Crohn’s disease (CD) is a debilitating inflammatory condition affecting the gastrointestinal tract. There is no cure and sustained clinical and endoscopic remission is achieved by fewer than half of patients with current therapies. The immunoregulatory function of the vagus nerve, the “inflammatory reflex”, has been established in patients with rheumatoid arthritis and biologic-naive CD. The aim of this study was to explore the safety and efficacy of vagus nerve stimulation in patients with treatment-refractory CD in a 16-week open-label multicentre clinical trial.

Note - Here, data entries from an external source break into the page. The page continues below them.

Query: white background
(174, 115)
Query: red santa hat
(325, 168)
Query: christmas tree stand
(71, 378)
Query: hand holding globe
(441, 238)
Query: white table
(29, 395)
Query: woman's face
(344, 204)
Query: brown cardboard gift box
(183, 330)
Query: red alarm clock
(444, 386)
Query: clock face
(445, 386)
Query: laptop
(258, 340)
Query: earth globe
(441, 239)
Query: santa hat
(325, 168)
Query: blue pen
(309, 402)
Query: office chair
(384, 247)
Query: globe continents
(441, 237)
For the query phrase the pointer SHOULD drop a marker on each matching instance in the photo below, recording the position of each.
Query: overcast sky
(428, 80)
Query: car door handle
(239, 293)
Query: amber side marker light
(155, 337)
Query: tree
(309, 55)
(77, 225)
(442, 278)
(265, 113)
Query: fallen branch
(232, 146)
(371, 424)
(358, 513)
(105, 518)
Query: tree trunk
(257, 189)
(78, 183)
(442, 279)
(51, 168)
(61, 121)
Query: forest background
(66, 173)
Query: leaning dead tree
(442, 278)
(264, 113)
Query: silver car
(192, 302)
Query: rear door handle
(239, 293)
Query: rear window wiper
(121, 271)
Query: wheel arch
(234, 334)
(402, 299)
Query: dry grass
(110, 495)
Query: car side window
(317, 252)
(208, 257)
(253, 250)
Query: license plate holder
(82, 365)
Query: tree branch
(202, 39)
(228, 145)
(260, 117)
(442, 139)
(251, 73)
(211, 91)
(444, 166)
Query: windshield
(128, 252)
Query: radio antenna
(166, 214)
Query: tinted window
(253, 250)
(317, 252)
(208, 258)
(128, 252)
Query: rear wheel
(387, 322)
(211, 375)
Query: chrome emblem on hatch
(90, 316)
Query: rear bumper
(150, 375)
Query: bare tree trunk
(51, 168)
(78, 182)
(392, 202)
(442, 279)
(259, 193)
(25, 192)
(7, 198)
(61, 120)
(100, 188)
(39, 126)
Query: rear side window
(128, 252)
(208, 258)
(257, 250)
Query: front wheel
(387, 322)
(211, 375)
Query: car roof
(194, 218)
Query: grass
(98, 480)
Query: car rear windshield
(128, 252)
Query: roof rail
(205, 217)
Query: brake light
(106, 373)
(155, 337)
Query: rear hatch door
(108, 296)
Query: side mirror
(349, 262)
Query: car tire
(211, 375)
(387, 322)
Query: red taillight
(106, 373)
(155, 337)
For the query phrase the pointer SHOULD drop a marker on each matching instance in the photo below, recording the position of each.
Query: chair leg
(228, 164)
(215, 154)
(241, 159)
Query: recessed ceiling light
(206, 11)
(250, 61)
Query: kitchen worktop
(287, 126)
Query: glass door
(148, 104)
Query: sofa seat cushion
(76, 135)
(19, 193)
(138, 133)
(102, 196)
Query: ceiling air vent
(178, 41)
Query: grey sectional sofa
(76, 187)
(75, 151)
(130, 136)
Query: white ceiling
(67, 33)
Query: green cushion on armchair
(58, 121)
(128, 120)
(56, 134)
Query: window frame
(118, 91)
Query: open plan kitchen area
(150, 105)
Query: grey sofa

A vagus nerve stimulator was implanted in 17 biological drug-refractory patients with moderately-to-severely active CD. One patient exited the study pre-treatment, and 16 patients were treated with vagus nerve stimulation (4/16 receiving concomitant biologics) during 16 weeks of induction and 24 months of maintenance treatment. Endpoints included clinical improvement, patient reported outcomes, objective measures of inflammation (endoscopic/molecular), and safety.
There was a statistically significant and clinically meaningful decrease in CD Activity Index at Week-16 (mean±SD:-86.2±92.8, p=0.003), a significant decrease in faecal calprotectin (-2923±4104, p=0.015), a decrease in mucosal inflammation in 11/15 patients with paired endoscopies (-2.1±1.7, p=0.23), and a decrease in serum TNF and IFN-γ (46-52%). Two quality-of-life indices improved in 7/11 patients treated without biologics. There was one study-related SAE: a post-operative infection requiring device explantation.
Neuroimmune modulation via vagus nerve stimulation was generally safe and well-tolerated with a clinically meaningful reduction in clinical disease activity associated with endoscopic improvement, reduced levels of faecal calprotectin and serum cytokines, and improved quality-of-life.